Biohydrogen – a potential alternative fuel source – continues to gain great importance. One of the possibilities for its production is the use of sewage sludge resulting from the treatment of food waste. Scientists from the Silesian University of Technology improved this method and supported it with nanotechnology.
Biohydrogen (Biohydrogen) is hydrogen gas that is produced biologically, often using microorganisms. He is It is considered a form of renewable energyBecause its production is related to biological processes, which usually include fermentation of organic compounds. The most common methods are: dark fermentation (anaerobic microbial decomposition of organic compounds by bacteria, the byproduct is hydrogen) and photosynthesis processes (self-producing microorganisms such as green algae and cyanobacteria can produce hydrogen in the process of splitting molecular water into oxygen and hydrogen in photosynthesis ).
Key potential applications of biohydrogen include: energy production, Transfer And Industrial processes. “Hydrogen is a clean and efficient fuel – it can be burned or used in fuel cells to generate electricity or as fuel for vehicles. The byproduct of hydrogen combustion is water vapor, making it a clean source of energy“- he said in an interview with Science in Poland Dr Mohamed Saad HellalRepresent Department of Environmental Biotechnology, College of Environmental and Energy Engineering Silesian University of Technology and National Research Center in Egypt. He added that biohydrogen is also a valuable industrial raw material, used in processes such as ammonia production and petroleum refining. “In addition, biohydrogen production from renewable resources can help reduce greenhouse gas emissions compared to traditional fossil fuel-based hydrogen production methods.” – pointed out.

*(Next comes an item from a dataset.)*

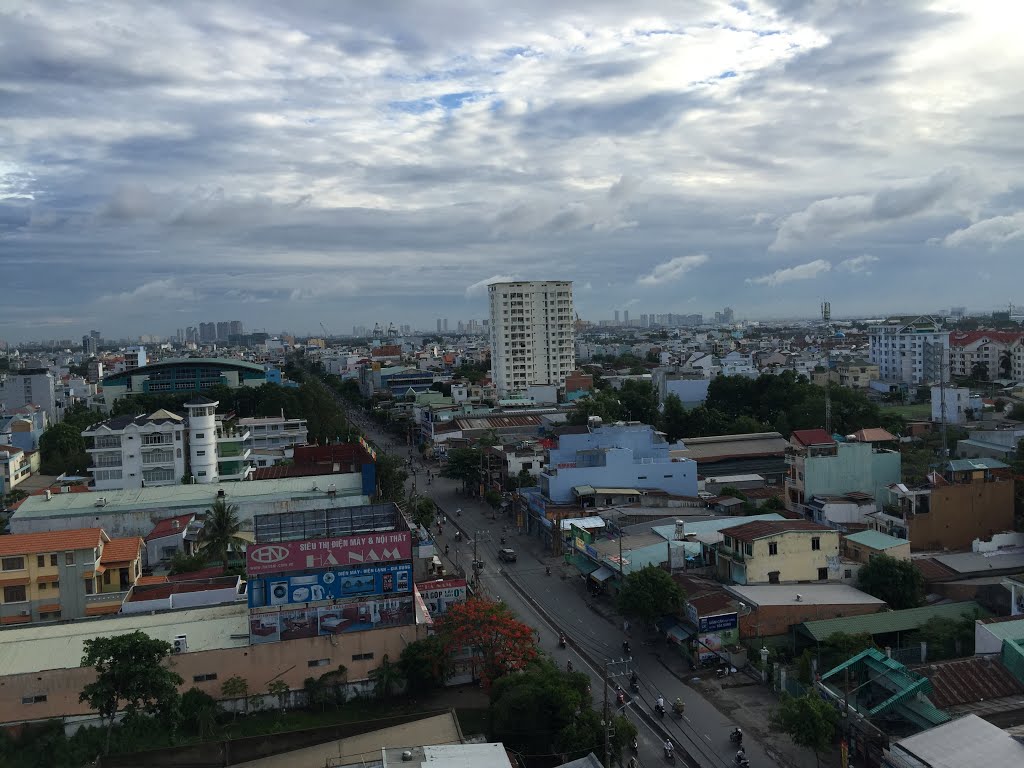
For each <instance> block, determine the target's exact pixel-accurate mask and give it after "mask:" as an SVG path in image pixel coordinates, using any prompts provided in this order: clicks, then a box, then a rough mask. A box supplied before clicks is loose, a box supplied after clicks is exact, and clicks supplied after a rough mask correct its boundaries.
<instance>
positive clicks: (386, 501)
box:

One of the new ways to produce biohydrogen is Use of industrial sludgeGenerated in wastewater treatment processes in the food industry. “This sludge, which is often treated as waste, is a rich source of organic matter, making it attractive for reuse. We used sewage sludge resulting from chemical treatment of industrial wastewater from a food additive production plant“- said Muhammad Saad Hilal.
to Increased efficiency of biohydrogen production Using this method, scientists from the Silesian University of Technology added a catalyst to the biological process Nanostructure. “We used conductive metal nanoparticles containing silver and copper. This is the first time it has been used in this type of operation“- Muhammad Saad Hilal confirmed.
The addition of nanoparticles caused a change in the community of biohydrogen-producing microorganisms and, at appropriate concentrations, in its production rate. “The nanoparticle bioreactors were dominated by bacteria from the genera Proteinophyllum and Azovibrio. Both bacteria had already been identified as biohydrogen producers, but in these studies they began to dominate the bioreactor only when their “preferred” substrates emerged—the materials from which they most effectively produce biohydrogen. For both types of bacteria it is propionate, and for the first microorganism it is also acetate. These “delicacies” are the product of other biochemical transformations carried out by other members of this bacterial team. Also, those microorganisms that did not dominate society, but thanks to their work, materials were created that support the work of the effective producers of this gas“- she explained Ph.D. Alexandra Zimbinska-Buczynska,Prof. PŚ, also with Department of Environmental Biotechnology, College of Environmental and Energy Engineering Silesian University of Technology.
In the opinion of Muhammad Saad Hilal. Implementing this technology in existing food processing plants and wastewater treatment plants could bring economic and environmental benefits. “Although the research was conducted at a basic research level, our solution has great potential for broader application, especially in the context of global efforts for sustainable development and carbon footprint reduction. The ability to convert waste into a valuable energy source can reduce reliance on traditional energy sources and help reduce greenhouse gas emissions“- concluded Muhammad Saad Hilal.
Echo Richards embodies a personality that is a delightful contradiction: a humble musicaholic who never brags about her expansive knowledge of both classic and contemporary tunes. Infuriatingly modest, one would never know from a mere conversation how deeply entrenched she is in the world of music. This passion seamlessly translates into her problem-solving skills, with Echo often drawing inspiration from melodies and rhythms. A voracious reader, she dives deep into literature, using stories to influence her own hardcore writing. Her spirited advocacy for alcohol isn’t about mere indulgence, but about celebrating life’s poignant moments.